I've heard many people say that Jamie Oliver's Chicken Korma recipe is bland and not that great - but after some investigating and reading a few forums I think it's actually his original, fancy recipe that people dislike; because this Ministry of Food Chicken Korma is DELICIOUS. Jared and I have cooked it and recooked it several times and it never lets us down.

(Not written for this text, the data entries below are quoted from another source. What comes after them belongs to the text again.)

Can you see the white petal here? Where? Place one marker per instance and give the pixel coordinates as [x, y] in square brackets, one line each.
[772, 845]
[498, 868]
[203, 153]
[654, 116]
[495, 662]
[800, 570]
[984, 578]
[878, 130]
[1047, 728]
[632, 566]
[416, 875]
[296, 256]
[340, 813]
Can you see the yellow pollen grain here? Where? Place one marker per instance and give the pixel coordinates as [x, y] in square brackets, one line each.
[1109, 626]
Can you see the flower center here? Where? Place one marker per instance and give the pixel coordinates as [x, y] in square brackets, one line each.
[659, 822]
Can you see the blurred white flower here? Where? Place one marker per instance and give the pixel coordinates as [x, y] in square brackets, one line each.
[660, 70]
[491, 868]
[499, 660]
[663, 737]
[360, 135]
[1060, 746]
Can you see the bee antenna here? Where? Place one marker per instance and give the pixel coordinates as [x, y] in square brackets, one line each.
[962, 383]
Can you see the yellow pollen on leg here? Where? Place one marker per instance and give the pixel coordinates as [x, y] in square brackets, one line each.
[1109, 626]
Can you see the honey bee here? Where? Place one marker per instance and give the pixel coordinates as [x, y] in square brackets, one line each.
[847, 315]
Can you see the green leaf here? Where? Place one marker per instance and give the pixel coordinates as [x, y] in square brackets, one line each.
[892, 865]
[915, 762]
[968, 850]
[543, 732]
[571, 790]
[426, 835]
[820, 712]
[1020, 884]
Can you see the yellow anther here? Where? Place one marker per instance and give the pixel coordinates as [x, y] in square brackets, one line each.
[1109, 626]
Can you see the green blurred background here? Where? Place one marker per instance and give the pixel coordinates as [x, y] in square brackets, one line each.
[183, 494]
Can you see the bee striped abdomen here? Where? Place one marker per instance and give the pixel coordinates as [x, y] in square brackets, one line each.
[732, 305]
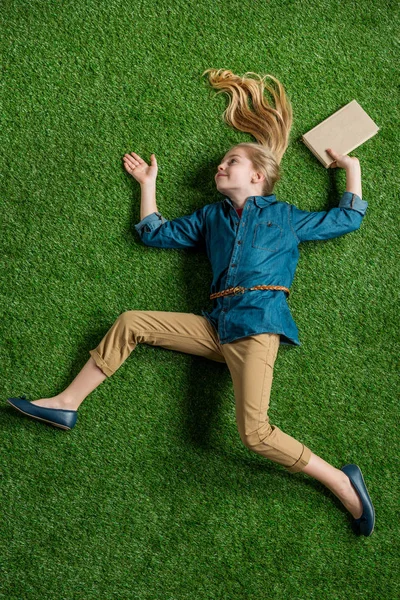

800g skinless and boneless chicken thighs
2 medium onions
1 fresh red chili
1 thumb sized piece of fresh root ginger
1 small bunch of fresh coriander
olive oil
a knob of butter
290g jar of Patak's korma curry paste
1 x 400ml tin of coconut milk
1 x 400g tin chickpeas
2 heaped tablespoons desiccated coconut
sea salt and freshly ground black pepper
500g natural yogurt
1 lemon

Cut the chicken into approximately 3cm pieces. Peel, half and chop your onions. Halved and finely slice the chili. Peel and finely chop the ginger. Pick the coriander leaves and finely chop the stalks. Drain the chickpeas.

Put a large casserole type pan on a high heat and add a couple of glugs of oil. Put the chicken thighs into the pan and brown lightly on all sides for five minutes. Push the chicken to one side of the pan. Stir in the onions, chili, ginger and coriander stalks with the butter. Keep stirring it enough so it doesn't catch and burn but turns lovely golden. Cook for around ten minutes. Add the korma curry paste, coconut milk, the drained chickpeas and dessicated coconut. Half fill the empty tin with water, pour into the pan and stir again. Bring to the boil, then turn the heat down and simmer for 45 mitues with the lid on. Check the curry regularly to make sure it isn't drying out. Add a little extra water if necessary. Remove the lid and cook down at a simmering heat for another 25 mins. Season with Salt and Pepper.

Serve with rice. Add a few spoonfuls of natural yoghurt and scattered coriander leaves. Service with lemon wedges for spooning over.